A Chinese survey of purchasing managers on Wednesday pointed to a modest recovery in October for the world's second-largest economy from the growth slowdown seen during the third quarter.
Pressure from falling stocks and a firmer dollar pushed gold prices to a seven-week low of $1,703.50 on Tuesday. It is still on track to decline in October for the first month in five.
Gold hit a 2012 high on Oct. 5 at $1,795.69 after the Federal Reserve unveiled a third round of quantitative easing measures to stimulate growth but lost momentum after failing to break the psychologically important $1,800 an ounce level.
It has come under pressure this week from a raft of disappointing corporate earnings statements.
``In the short term, the price risk is biased to the downside. There is a risk that corporate earnings reports are perceived with disappointment,'' said Peter Fertig, consultant with Quantitative Commodity Research, referring to several recent disappointing bellwether results.

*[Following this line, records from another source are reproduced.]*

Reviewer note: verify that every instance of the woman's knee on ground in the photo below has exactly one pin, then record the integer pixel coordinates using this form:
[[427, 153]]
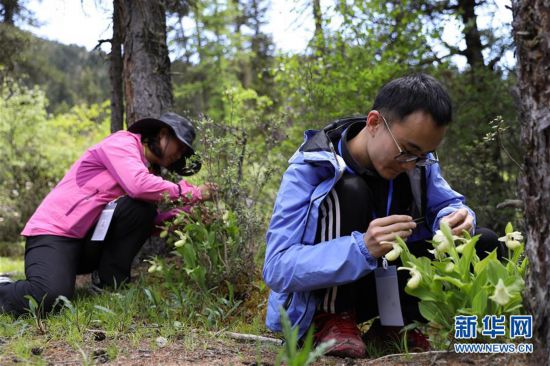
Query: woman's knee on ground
[[135, 212], [487, 242]]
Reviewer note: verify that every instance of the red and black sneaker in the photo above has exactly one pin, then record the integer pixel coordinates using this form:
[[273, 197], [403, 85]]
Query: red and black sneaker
[[387, 339], [343, 329]]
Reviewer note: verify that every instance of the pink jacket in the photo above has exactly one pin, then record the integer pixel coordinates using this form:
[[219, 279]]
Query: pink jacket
[[114, 167]]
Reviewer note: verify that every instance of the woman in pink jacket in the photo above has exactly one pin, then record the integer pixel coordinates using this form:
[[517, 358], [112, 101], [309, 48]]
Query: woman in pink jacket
[[99, 215]]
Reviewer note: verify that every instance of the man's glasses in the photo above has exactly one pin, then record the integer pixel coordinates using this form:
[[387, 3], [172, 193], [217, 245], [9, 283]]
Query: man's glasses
[[406, 157]]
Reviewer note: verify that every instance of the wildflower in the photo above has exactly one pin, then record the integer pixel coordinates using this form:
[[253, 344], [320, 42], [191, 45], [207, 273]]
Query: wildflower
[[395, 252], [512, 240], [155, 267], [501, 295], [416, 276]]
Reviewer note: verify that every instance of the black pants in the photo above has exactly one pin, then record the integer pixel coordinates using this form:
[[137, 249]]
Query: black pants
[[349, 208], [52, 262]]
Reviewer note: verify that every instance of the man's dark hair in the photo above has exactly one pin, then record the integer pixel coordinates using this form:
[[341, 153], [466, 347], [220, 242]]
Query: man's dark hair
[[419, 92]]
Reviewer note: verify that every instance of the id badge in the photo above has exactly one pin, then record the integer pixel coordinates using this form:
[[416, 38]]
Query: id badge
[[387, 295], [104, 221]]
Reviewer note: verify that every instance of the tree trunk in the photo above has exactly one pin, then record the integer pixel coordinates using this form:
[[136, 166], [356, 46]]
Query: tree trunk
[[531, 24], [318, 36], [115, 71], [471, 33], [147, 84]]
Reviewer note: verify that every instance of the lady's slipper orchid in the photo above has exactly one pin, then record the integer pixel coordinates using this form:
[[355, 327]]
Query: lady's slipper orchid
[[394, 253], [512, 240]]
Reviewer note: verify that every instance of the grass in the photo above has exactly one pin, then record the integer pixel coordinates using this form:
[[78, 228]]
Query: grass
[[14, 266]]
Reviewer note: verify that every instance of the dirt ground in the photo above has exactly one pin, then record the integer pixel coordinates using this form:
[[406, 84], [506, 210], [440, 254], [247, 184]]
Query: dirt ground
[[224, 351]]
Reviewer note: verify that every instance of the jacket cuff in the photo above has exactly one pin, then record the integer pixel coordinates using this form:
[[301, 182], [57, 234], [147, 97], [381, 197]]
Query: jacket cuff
[[449, 210], [358, 238]]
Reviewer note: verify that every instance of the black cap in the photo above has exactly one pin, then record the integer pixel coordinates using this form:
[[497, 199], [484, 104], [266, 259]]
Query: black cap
[[183, 130]]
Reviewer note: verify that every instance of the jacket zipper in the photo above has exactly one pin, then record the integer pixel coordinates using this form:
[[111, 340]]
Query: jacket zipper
[[288, 300], [80, 201]]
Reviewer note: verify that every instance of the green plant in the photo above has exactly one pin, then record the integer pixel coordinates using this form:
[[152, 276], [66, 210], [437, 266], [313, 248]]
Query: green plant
[[457, 282], [292, 354]]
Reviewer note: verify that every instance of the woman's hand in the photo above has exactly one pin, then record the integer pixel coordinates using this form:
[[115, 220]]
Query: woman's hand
[[459, 220], [208, 190]]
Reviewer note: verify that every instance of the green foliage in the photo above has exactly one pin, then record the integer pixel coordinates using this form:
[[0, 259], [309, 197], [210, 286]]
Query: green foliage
[[477, 157], [292, 354], [208, 245], [376, 42], [457, 282]]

``Weakness in stock markets is being translated into precious metals markets. A major support level is coming in around the $1,685 area,'' Fertig added.
On Wednesday Boeing Co posted stronger-than-expected earnings for the third quarter and raised its forecast for the full year. U.S. stocks opened higher after the Dow suffered its biggest drop in four months the previous day on weak results from DuPont and United Technologies.

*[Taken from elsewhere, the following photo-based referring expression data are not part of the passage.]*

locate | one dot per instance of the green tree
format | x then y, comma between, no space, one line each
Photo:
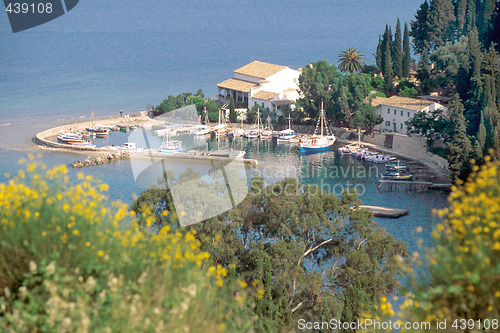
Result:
461,280
470,16
397,53
350,61
387,65
460,15
442,19
424,72
406,62
459,145
378,54
367,118
318,82
304,246
433,125
421,28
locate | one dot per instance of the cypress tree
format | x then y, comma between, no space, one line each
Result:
386,42
378,54
459,145
388,75
397,54
486,10
424,71
406,62
420,28
470,16
460,13
442,18
481,134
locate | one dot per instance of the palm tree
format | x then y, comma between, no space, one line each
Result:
350,60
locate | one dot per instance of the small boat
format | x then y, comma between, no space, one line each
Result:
221,128
396,165
129,146
200,130
86,144
379,158
287,135
349,149
267,132
170,146
254,133
318,142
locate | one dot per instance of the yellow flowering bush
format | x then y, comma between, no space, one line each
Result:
460,289
72,261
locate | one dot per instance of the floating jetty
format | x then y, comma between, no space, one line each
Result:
386,212
401,185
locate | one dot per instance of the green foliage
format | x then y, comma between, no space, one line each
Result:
463,268
423,72
459,145
420,28
303,247
71,261
367,118
406,62
378,83
174,102
350,61
442,20
397,53
408,92
433,125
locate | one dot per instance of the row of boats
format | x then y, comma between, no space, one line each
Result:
395,169
83,139
322,139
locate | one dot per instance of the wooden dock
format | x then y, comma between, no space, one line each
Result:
404,185
386,212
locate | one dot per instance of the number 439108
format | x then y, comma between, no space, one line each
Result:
32,8
485,324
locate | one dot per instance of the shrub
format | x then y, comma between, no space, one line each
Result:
72,261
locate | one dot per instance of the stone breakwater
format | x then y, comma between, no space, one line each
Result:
100,159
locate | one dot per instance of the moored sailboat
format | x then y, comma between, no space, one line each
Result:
322,139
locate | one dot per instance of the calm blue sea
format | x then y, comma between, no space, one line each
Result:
113,55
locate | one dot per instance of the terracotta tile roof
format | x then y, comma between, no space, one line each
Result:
283,102
265,95
260,69
402,102
238,85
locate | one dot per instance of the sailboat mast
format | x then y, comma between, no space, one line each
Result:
322,114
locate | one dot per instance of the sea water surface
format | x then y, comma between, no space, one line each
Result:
125,55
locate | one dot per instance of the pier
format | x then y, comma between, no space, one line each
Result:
401,185
386,212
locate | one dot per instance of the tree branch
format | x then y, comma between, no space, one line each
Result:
316,247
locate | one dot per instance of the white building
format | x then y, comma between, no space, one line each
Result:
271,86
396,110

Investors awaited the outcome on Wednesday of a two-day Federal Reserve meeting in Washington. While the Fed is not expected to add to last month's stimulus pledge, its comments will be closely watched for clues on policy direction.

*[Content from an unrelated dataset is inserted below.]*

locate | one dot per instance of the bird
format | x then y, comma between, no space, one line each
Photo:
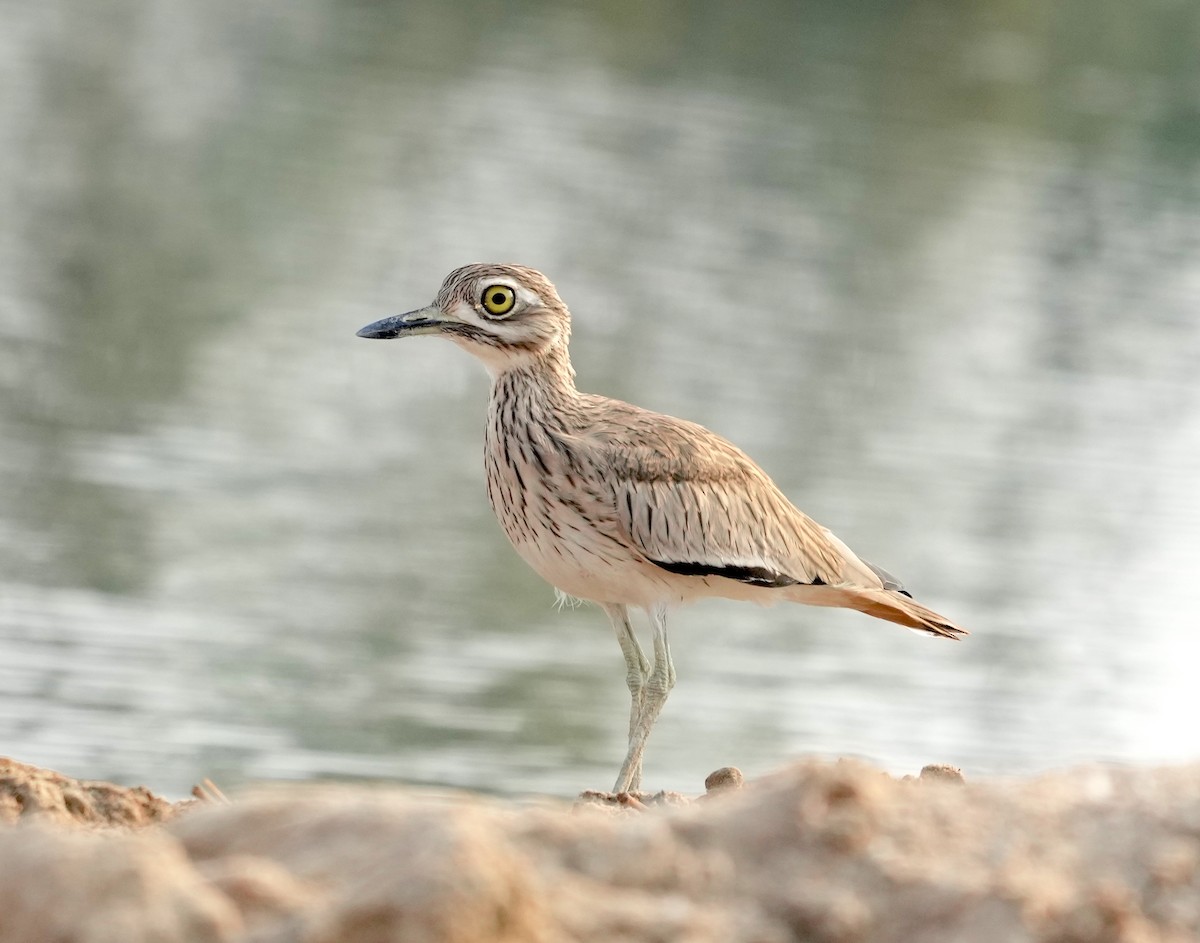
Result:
627,508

Another focus was the potential impact of the Nov. 6 U.S. presidential election, with some seeing a Mitt Romney victory as signalling an earlier exit from the Fed's money-printing strategy and a lower gold price.
Dealers also sought to assess the level of demand for gold from top consumer India, particularly during its festival season which peaks with Diwali next month. A strengthening rupee could lead to a pick-up in gold demand after a subdued year so far.
``In a weak economy, the weak rupee had dampened demand,'' Natixis analyst Nic Brown said.
From a technical perspective, analysts who study past price patterns for clues on the next direction of trade flag up support at the psychological level of $1,700 an ounce.
``The next level of support after that is $1,660 an ounce, which coincides with gold prices before Fed Chairmen Ben Bernanke's speech on economic policy at a Jackson Hole, Wyoming, summit on 31 August,'' HSBC said in a note.
``We continue to see modest pressure on gold prices in the near term, barring any surprise announcements by the FOMC for additional monetary easing policies.''
In South Africa, which has been hit by a wave of violence linked to labour unrest this year, AngloGold Ashanti said it would sack 12,000 wildcat strikers who ignored a deadline to return to work.
It was only the latest company to resort to mass firings. Gold Fields said late on Tuesday it had sacked 8,500 wildcat strikers after they ignored an ultimatum to return to work or face dismissal.
Silver was up 0.7 percent at $31.84 an ounce, while spot platinum was up 0.4 percent at $1,574.75 an ounce and palladium was up 0.9 percent at $596.47 an ounce.
Palladium outperformed platinum after falling nearly 5 percent on Tuesday, posting its biggest one-day price drop since March, though it remained near two-month lows.